Krug Park was officially open to the public on May 6, 1902. The impressive stone gateway was just nearing completion at that time. The conservatory, which had been constructed at least since 1900, was a very popular spot for park visitors during this period. Alligators were kept in the pond in front of conservatory, and several other exotic animals were housed around the park. Old war cannons were moved to the park, and (as a result of a hoax) so was the so-called "Robidoux cabin." A reporter in need of a story saw an old cabin being torn down, and claimed that it belonged to the town's founder, Joseph Robidoux. As a result, the cabin was moved to Krug Park and maintained for many years.

==Notable Homicides==
Throughout its history, there have been three notable homicides on park grounds.

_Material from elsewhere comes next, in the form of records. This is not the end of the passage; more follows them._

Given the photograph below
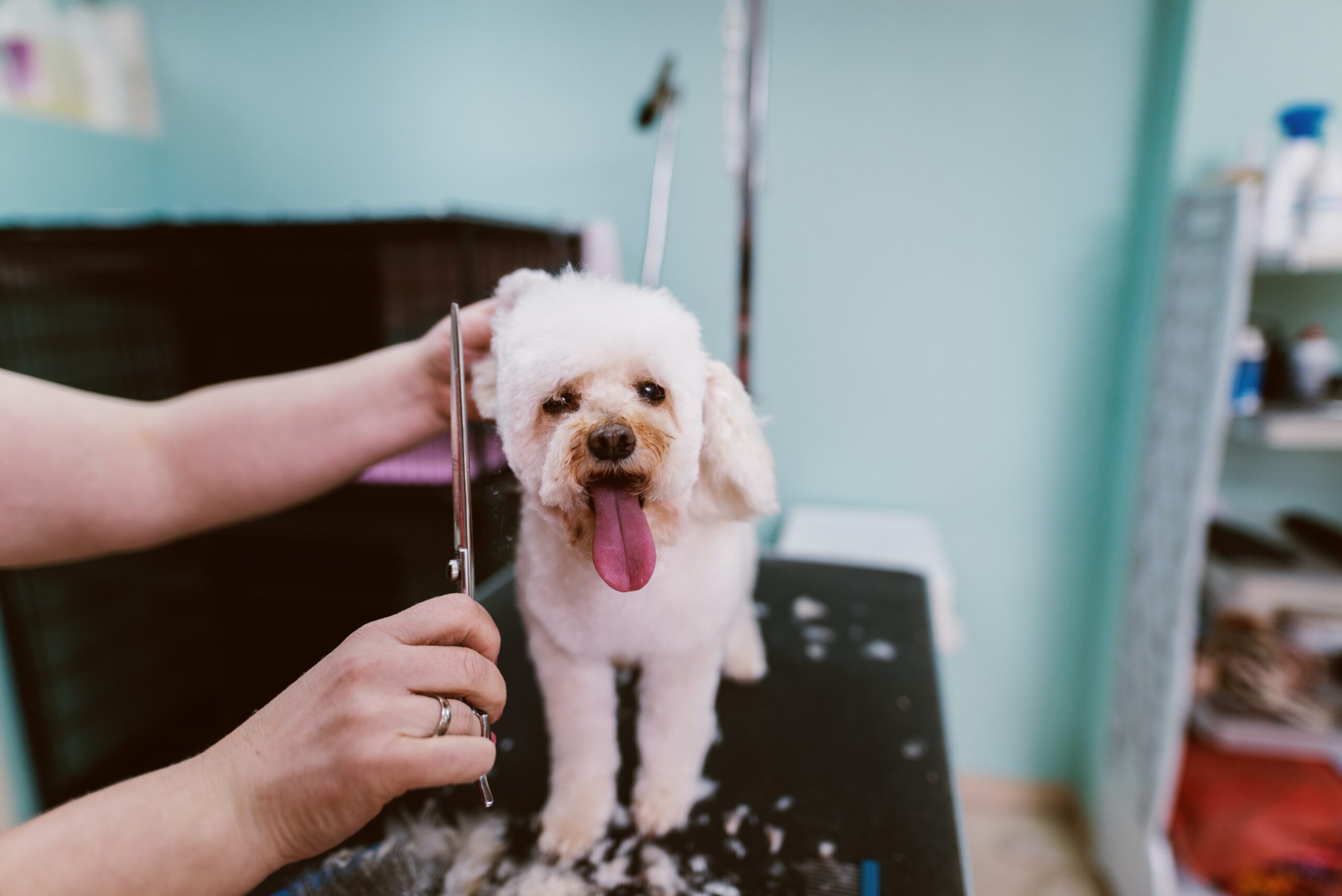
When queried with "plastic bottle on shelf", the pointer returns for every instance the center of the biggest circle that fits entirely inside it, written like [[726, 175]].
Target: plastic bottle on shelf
[[1314, 360], [1247, 390], [1290, 175]]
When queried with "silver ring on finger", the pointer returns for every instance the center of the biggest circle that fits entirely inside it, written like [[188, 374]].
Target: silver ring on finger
[[445, 718]]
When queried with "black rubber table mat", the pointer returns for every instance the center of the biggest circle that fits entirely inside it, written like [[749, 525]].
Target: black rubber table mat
[[840, 748]]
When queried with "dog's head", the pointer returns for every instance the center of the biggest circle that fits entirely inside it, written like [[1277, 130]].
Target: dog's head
[[615, 419]]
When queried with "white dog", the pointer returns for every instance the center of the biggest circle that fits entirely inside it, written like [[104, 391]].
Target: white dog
[[642, 466]]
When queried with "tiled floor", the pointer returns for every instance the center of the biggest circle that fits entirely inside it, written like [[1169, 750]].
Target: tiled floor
[[1023, 848]]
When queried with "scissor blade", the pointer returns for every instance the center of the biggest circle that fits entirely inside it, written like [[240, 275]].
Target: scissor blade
[[461, 465]]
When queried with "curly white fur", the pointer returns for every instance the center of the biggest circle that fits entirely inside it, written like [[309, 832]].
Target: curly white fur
[[705, 471]]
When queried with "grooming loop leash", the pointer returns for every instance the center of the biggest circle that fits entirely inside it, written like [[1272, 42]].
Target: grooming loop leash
[[461, 569]]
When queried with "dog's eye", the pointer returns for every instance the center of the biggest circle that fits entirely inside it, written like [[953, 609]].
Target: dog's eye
[[561, 403], [651, 392]]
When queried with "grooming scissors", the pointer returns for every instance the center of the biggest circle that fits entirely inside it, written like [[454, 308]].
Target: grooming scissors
[[461, 569]]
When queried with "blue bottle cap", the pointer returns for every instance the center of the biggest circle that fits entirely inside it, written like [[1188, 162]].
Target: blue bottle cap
[[1304, 120]]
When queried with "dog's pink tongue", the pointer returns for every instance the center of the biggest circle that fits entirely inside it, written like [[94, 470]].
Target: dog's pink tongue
[[622, 549]]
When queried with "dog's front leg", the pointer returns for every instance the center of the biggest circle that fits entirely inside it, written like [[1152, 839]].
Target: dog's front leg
[[580, 710], [677, 722]]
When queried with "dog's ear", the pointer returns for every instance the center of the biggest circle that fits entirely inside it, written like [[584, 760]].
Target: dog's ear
[[485, 371], [485, 379], [736, 466], [518, 284]]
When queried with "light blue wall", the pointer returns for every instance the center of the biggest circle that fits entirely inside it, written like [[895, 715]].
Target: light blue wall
[[51, 172], [943, 243]]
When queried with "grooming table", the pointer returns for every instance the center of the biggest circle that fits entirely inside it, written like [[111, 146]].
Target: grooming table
[[840, 748]]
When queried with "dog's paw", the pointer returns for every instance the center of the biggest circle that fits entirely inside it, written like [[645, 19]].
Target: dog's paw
[[744, 661], [659, 808], [569, 828]]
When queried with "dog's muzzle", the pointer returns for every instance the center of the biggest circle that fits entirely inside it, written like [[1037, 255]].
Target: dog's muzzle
[[612, 441]]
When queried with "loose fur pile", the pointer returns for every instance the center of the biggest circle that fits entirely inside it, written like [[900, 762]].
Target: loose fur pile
[[642, 465], [475, 855]]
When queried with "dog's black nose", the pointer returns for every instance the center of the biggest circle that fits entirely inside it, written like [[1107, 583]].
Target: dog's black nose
[[612, 441]]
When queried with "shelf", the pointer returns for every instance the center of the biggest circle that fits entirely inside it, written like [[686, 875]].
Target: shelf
[[1304, 429], [1300, 263], [1263, 737]]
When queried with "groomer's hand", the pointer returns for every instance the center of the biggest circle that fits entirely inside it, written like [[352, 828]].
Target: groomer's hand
[[324, 757], [477, 332]]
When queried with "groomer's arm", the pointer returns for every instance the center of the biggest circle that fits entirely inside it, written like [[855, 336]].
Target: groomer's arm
[[297, 779], [84, 474]]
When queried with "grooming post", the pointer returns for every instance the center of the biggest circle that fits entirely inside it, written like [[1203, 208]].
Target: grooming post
[[662, 105], [756, 105], [462, 566]]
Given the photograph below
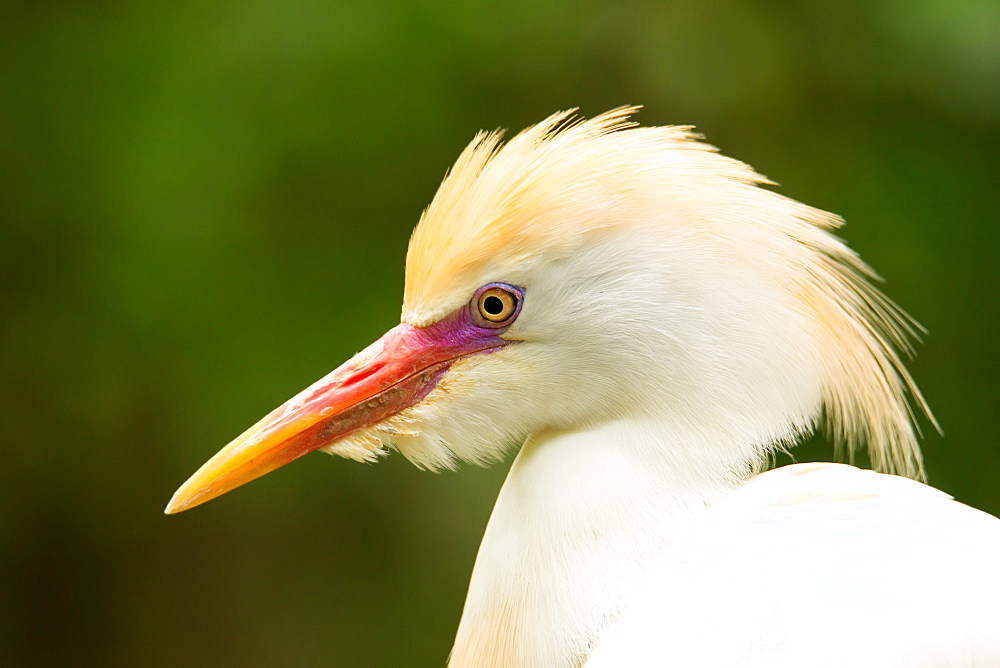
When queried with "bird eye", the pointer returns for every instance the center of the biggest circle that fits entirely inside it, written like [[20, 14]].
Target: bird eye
[[496, 305]]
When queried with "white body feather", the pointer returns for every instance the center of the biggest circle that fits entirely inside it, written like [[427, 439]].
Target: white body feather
[[679, 325]]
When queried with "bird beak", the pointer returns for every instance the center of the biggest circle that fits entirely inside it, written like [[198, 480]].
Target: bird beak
[[392, 374]]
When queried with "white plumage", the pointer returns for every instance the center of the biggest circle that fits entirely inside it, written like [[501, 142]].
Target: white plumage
[[676, 325]]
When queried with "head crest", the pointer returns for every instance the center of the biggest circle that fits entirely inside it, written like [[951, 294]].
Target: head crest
[[562, 179]]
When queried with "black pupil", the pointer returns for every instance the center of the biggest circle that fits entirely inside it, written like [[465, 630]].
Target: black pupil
[[493, 305]]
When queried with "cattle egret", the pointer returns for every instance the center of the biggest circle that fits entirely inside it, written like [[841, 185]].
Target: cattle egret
[[650, 326]]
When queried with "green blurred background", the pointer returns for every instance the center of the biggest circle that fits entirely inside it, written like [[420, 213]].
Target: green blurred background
[[205, 207]]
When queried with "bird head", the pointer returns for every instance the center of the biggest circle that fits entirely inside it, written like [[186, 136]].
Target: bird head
[[591, 271]]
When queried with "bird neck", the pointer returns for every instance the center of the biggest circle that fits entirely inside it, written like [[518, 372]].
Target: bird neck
[[579, 520]]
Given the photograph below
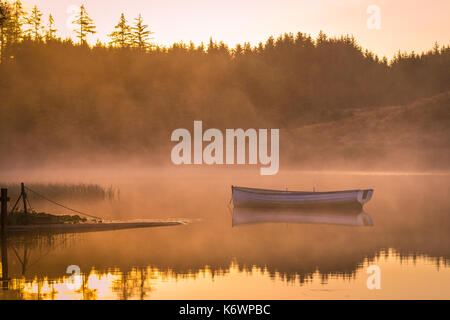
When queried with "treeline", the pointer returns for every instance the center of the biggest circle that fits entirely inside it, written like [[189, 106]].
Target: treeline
[[17, 25], [61, 96]]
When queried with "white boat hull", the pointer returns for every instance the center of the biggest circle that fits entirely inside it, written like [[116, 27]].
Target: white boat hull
[[251, 197]]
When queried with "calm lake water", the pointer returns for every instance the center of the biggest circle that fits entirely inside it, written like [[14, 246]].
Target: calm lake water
[[404, 230]]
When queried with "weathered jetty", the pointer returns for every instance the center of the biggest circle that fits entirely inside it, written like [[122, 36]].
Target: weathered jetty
[[34, 222], [88, 227]]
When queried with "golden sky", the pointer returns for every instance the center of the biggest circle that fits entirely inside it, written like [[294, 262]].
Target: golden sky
[[404, 24]]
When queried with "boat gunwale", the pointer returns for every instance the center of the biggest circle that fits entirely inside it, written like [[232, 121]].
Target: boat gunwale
[[286, 192]]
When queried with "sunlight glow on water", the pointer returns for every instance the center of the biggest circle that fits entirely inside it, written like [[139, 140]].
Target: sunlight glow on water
[[220, 255], [151, 283]]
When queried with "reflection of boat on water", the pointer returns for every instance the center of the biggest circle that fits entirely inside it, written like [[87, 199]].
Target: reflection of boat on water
[[251, 197], [242, 216]]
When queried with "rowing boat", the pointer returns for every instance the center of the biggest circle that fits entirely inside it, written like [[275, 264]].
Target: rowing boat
[[252, 197]]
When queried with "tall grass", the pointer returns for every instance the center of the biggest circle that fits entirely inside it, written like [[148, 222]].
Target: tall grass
[[56, 191]]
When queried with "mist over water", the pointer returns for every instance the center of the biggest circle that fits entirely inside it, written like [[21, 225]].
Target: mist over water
[[408, 238]]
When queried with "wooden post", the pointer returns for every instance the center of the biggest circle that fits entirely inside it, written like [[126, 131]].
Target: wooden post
[[24, 198], [4, 208], [4, 250]]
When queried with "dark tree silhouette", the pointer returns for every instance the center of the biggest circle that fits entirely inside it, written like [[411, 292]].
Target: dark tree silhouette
[[16, 22], [140, 34], [5, 15], [50, 33], [121, 36], [85, 25], [35, 23]]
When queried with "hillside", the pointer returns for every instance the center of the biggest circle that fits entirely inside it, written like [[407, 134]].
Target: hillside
[[413, 136]]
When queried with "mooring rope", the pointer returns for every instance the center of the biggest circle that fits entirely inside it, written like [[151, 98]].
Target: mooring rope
[[61, 205]]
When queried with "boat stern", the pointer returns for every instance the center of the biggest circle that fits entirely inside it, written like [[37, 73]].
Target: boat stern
[[364, 196]]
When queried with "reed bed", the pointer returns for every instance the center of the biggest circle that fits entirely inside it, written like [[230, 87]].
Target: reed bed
[[64, 191]]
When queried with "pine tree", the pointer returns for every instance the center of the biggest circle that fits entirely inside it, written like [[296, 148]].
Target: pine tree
[[140, 34], [35, 21], [5, 15], [50, 33], [16, 22], [85, 25], [121, 37]]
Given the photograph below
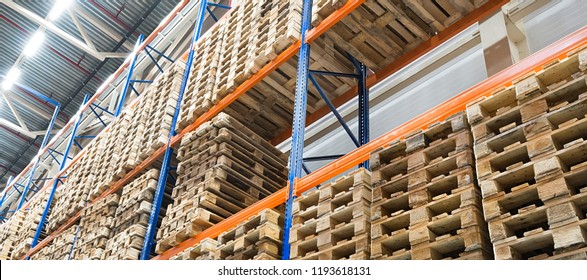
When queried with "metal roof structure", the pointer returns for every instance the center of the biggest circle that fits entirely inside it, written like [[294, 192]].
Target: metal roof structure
[[81, 49]]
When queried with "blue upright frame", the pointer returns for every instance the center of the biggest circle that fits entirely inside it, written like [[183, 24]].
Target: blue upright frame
[[149, 240], [37, 158], [62, 166], [297, 162]]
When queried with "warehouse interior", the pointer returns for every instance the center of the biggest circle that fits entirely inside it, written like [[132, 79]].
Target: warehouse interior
[[290, 129]]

In July 1913, 19-year-old Madeline Rowbotham was murdered at the entrance of Krug Park. Her ex-boyfriend, Thomas Harris, slit her throat with a razor. After cutting her throat, the razor broke as he attempted to slash his own throat, and he was restrained. Harris was convicted of murder and served 29 years of a life sentence. He was paroled in 1942 and died in St. Joseph in 1954.

On January 26th, 1940, the frozen bodies of Alfred L. Dick and his fiancée Jane Miller were found inside a car parked at the top of the hill. The medical examination and police inquest determined that Alfred had shot Jane multiple times before shooting himself.

On October 16th, 2016, 17-year-old Kaytlin Root was stabbed to death by Sebastian Dowell and an accomplice, Amanda Bennett, on the walking trail west of the hilltop. Interrogation revealed that the murder was a part of a Satanic ritual motivated by the suspect's interest in occultism. Both Dowell and Bennett were found guilty of first-degree murder in 2017 and sentenced to life in prison with the possibility of parole in 2042.